La face A est la toute première qu’enregistre McLean pour le fameux label Blue Note, rien que pour ça il existe une petite touche historique. La session se déroula le dix-huit janvier cinquante-neuf. Donald Byrd joue de la trompette, Sonny Clark est au piano et Philly Joe Jones à la batterie.
Le titre d’ouverture est particulièrement remarquable, « Quadrangle » s’ouvre en effet aux modernisme free et plus particulièrement « Colemanien », enfin, sous la forme de quelques audaces qui, alors, pouvaient surprendre, Jackie bâtit un discours osé et risqué, juste un peu casse-gueule mais très brillant. Les deux autres pièces, « Blues Inn » et « Fidel » sont moins audacieuses mais néanmoins excellentes.
C’est pourtant la face B qui rafle la mise, lors d’une session organisée en septembre mille neuf cent soixante, avec, cette fois-ci, le saxophoniste ténor Tina Brooks en co-leader. Blue Mitchell est le trompettiste, Kenny Drew le pianiste et Art Taylor le batteur, avec Jackie et Paul c’est bien un sextet que l’on entend.

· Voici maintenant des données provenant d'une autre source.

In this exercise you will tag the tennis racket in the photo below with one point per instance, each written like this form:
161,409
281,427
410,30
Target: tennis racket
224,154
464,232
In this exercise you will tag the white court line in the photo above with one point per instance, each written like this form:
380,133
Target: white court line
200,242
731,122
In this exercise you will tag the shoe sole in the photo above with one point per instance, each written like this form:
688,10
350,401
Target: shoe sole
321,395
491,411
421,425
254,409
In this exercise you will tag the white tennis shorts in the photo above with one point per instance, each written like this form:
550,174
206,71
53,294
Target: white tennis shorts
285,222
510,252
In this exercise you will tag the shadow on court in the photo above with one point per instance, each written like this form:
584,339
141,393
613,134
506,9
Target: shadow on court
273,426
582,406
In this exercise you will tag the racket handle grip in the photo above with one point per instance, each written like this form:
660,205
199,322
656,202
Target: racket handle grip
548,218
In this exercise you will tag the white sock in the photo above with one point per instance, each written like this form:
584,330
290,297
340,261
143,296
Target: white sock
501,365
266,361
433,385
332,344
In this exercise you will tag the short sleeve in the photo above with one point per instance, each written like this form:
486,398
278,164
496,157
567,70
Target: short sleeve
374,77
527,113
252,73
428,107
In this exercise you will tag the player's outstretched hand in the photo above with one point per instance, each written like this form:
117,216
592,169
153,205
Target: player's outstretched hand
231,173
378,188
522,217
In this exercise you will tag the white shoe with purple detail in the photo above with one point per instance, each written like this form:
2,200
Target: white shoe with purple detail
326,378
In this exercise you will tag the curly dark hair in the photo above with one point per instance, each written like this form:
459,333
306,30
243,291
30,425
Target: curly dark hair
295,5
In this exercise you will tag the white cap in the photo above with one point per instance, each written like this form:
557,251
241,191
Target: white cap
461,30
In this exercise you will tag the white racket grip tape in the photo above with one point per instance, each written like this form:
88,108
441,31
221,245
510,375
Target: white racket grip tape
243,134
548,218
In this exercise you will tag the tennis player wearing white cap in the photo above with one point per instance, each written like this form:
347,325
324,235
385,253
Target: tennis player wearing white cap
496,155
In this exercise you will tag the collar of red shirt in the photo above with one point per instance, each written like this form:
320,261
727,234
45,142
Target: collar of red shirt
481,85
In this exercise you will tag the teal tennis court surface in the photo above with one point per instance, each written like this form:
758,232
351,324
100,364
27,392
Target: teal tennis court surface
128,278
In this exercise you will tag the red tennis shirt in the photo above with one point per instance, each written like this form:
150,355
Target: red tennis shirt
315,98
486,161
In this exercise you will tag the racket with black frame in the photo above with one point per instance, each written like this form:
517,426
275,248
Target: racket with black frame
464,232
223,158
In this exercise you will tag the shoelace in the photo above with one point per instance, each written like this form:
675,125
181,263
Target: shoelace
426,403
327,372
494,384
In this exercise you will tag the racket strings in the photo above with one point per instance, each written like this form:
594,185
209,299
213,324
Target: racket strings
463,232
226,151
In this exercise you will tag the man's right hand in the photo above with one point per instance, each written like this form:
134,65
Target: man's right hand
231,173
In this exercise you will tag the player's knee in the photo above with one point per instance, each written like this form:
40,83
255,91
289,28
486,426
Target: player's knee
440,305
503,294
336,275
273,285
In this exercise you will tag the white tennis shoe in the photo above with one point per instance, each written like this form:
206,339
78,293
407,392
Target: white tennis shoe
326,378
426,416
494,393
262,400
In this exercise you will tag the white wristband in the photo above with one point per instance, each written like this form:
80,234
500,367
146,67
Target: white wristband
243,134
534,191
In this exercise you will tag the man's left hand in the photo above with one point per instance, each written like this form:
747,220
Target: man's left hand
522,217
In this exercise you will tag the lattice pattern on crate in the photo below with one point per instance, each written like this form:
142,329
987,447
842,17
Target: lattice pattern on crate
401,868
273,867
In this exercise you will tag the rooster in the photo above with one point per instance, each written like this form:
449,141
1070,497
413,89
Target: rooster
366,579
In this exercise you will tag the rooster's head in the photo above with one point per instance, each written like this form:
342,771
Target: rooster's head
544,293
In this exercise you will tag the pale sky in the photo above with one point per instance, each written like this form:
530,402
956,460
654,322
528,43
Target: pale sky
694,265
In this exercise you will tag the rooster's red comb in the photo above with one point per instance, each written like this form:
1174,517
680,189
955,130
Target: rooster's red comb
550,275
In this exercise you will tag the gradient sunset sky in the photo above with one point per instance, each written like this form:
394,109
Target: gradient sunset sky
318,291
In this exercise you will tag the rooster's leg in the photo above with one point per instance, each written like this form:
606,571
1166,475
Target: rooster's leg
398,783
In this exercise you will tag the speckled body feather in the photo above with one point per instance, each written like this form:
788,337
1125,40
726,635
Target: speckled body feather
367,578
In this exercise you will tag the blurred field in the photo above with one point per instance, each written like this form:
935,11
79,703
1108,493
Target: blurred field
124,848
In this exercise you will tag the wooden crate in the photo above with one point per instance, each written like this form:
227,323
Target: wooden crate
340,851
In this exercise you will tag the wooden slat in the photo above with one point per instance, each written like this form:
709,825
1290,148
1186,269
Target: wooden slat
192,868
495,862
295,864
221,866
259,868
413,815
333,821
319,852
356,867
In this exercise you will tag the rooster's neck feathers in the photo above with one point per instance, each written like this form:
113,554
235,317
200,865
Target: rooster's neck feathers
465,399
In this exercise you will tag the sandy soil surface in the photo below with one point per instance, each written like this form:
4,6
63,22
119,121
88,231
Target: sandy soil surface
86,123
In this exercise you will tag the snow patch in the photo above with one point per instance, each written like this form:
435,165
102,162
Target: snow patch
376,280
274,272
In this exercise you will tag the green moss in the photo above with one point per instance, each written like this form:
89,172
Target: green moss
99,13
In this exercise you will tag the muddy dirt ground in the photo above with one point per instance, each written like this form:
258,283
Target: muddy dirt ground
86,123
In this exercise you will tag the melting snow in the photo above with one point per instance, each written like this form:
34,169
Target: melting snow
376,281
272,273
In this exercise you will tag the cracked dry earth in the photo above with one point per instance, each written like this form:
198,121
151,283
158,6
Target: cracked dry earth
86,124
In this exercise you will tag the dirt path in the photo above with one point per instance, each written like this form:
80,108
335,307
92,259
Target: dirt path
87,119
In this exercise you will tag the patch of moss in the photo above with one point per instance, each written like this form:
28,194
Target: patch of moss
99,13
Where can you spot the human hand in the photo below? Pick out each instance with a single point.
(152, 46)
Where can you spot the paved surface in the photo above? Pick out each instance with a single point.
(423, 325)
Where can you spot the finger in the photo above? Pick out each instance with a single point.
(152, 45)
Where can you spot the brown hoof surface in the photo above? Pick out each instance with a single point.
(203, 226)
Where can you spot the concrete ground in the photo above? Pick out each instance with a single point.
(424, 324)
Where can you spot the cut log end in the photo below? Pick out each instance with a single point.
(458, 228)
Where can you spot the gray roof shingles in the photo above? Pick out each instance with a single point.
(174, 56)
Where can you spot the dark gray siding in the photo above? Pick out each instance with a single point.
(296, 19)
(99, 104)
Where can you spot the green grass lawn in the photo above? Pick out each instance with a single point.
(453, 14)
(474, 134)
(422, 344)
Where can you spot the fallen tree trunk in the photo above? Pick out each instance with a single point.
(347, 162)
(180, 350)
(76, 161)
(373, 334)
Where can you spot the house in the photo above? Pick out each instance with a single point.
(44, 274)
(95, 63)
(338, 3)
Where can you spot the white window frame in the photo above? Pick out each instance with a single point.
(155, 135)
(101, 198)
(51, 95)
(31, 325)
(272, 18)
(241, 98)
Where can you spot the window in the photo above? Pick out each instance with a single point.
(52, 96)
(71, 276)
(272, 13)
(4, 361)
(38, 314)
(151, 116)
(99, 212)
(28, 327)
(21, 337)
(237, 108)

Entre ces deux sessions McLean a enregistré sur une sorte de chef d’œuvre, le fameux « Blues & Roots » de Mingus, où il excelle de tous ses feux. Ici il est également bien chaud, particulièrement sur « Appointment In Ghana » qui s’ouvre aux couleurs nouvelles et africaines. « A Ballad For Doll » enchaîne, un peu paresseuse et laissant pour un temps le hard bop de côté.
La dernière pièce se nomme « Isle Of Java » avec également une pointe d’exotisme et un Paul Chambers merveilleux. La pièce, très enlevée, est remarquable. Cette session ne se réduira pas à ces trois titres et d’autres de qualité égales paraîtrons sur l’album de Tina Brooks, « Back To The Tracks ». Il y a également un album japonais, « Street Singer » qui a regroupé tout ça en quatre-vingts, sous le nom de Jackie McLean & Tina Brooks.
Il se raconte que Serge Gainsbourg avait l’habitude d’écrire ses notes assis sur une chaise, avec posé sur ses genoux cet album qui lui servait d’écritoire, un usage qui aurait certainement étonné McLean !
Un excellent album donc, avec la qualité du son « Blue Note ».